I lost a very good friend from Seattle, Christmas morning she died at 1:32 am. I've know this women for over 20 years and it broke my heart to receive an email at 4:30 am that she had passed away, still grieving this lose, but I'm getting back up on my feet and I will finish the work I have to do here. That is what my friend would say if she were still here.

Hi Sherk thanks for sharing on the acceptance issue. It took me 3.5 years to accept the fact that I am disabled with this TBI/PCS and that I have to rebuild my brain. Starting a new life.

Take Care Jeffn*

Lucy 12-28-2007 04:58 PM

Lori
 
Hi I did the same - why do we do it - because that is what we have always done! Breakfast/brunch at my brothers and then I did Christmas Dinner.

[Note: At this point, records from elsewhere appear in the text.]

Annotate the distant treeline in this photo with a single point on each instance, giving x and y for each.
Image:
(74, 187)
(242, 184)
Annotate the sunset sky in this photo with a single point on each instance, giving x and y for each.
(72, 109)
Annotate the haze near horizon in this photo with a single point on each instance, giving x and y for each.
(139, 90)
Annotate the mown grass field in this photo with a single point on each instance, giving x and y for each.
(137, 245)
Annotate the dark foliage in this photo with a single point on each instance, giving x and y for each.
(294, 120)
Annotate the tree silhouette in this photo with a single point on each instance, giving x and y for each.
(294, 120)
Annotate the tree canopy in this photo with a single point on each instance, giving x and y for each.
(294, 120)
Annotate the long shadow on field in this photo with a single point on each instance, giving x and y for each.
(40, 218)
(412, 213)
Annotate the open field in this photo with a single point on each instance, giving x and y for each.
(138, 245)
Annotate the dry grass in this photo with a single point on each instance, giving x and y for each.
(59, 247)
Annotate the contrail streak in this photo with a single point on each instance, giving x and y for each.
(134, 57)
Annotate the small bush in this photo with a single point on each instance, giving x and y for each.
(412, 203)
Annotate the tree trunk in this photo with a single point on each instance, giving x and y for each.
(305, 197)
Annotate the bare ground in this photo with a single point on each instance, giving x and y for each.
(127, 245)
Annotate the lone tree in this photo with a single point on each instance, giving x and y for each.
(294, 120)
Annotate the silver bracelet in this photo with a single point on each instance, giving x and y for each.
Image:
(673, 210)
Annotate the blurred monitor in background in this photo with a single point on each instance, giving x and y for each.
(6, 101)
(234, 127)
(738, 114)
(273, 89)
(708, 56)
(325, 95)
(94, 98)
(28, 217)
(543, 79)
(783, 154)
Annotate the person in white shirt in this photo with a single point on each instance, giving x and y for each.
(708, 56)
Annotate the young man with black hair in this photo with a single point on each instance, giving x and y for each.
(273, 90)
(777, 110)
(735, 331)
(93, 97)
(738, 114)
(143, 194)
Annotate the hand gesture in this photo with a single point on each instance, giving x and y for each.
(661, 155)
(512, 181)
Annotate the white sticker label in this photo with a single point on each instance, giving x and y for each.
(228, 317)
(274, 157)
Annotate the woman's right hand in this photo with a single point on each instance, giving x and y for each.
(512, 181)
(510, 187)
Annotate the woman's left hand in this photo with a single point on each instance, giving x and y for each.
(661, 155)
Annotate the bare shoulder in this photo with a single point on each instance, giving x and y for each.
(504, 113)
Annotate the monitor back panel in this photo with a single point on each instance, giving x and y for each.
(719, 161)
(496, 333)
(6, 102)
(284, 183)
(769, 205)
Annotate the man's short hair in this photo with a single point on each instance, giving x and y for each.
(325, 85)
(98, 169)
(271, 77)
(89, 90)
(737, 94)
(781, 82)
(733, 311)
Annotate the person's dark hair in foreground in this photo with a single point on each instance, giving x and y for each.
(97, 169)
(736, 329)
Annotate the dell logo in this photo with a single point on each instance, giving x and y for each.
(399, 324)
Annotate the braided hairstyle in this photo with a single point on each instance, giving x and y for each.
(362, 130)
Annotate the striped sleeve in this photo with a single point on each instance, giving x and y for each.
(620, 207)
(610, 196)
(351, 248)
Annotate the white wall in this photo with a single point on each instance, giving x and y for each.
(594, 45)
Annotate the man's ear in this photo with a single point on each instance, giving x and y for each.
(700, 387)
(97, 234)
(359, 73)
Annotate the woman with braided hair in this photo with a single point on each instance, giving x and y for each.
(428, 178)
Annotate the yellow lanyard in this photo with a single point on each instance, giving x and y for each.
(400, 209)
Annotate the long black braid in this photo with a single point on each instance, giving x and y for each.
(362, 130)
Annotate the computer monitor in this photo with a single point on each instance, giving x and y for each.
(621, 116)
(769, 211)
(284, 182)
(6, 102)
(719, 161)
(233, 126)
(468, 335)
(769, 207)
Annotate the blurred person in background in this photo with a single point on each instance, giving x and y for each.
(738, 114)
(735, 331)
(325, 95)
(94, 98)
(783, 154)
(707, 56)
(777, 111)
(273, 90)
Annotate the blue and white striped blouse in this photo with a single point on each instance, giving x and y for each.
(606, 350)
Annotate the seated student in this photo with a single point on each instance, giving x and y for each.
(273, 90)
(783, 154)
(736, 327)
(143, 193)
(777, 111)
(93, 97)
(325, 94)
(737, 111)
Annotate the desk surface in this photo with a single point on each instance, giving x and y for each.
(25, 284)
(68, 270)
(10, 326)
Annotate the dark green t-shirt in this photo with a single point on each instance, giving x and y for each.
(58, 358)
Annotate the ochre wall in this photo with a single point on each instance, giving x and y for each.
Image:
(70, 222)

No1, I should not have gone across town to my brothers for breakfast, no 2 I should not have had everybody for dinner! After totally over doing it Christmas day - I thought that the provigil would come along and rescue me - all would be great and I would live happy ever after. So as a consequence - I am over tired and disappointed and yesterday was my melt down. Back to the will I ever be back to my normal again.

Please do not call yourself useless - I USED to do that the psychologist that I was seeing before Christmas dealt to me on that - you are not useless, none of us are uselss - it is just that at present some and only some of our talents are in hiding.

My latest - you know how I told you about the step daughter neuro - well there is a step neice who is a chiropracter specialises in new borns, however her employer - is well versed on PCS - they are going to orgainise an appt for all of them to meet x ray spine etc and treat me!!!!!! I didn't know we had this in the country - so here I go again - hope building up again ............ the problem is the higher your hopes...........

hugs Lori peace calm relax

Lynlee

RisibleGirl 12-28-2007 05:23 PM

To all
 
Shrek- It's funny- but I agree with you about acceptance and probably would have given someone else the same advice last week. I guess I just thought I accepted it.

Jeff- I'm so sorry to hear about your friend. Having this happen during the holidays makes it especially hard on her family and friends. Sounds like she was a good friend if she's the type to give you the advice you are giving yourself. :)

Lynlee-
I've decided that I'm going to see a counselor too. It sounds like counseling has been a real benefit for you. I'm certainly not opposed to counseling and think that if I ever needed it, I need it now. Thankfully- my health insurance covers it.

I know it's just a set back- and being extra tired made things seem MUCH worse than they really are. Pollyanna doesn't stay down for long.

Lucy 12-28-2007 05:50 PM

Me again
 
Lori - the counseller thing - I fought it - the usual thoughts "I don't need this, there is nothing wrong with the way that I think, I already know everything and nobody is going to interfere with my brain" - she actually threatened to fire me at one stage. She did convince me in the end that I was not nice to myself - AND never had been!!!! And lots more Though she did indirectly get me to accept the condition she was trying to work on the no cure part as well. I think that was more about not wasting the precious energy I have on hoping etc.

Jeffn - so very sorry to hear about your friend - nothing prepares you for the sadness - it is now 6 years since my best friend died and I still miss her so much - every now and then I find a smile on my face remembering some of the crazy things we used to do.

Shrek - what happened to you and how much have you recovered?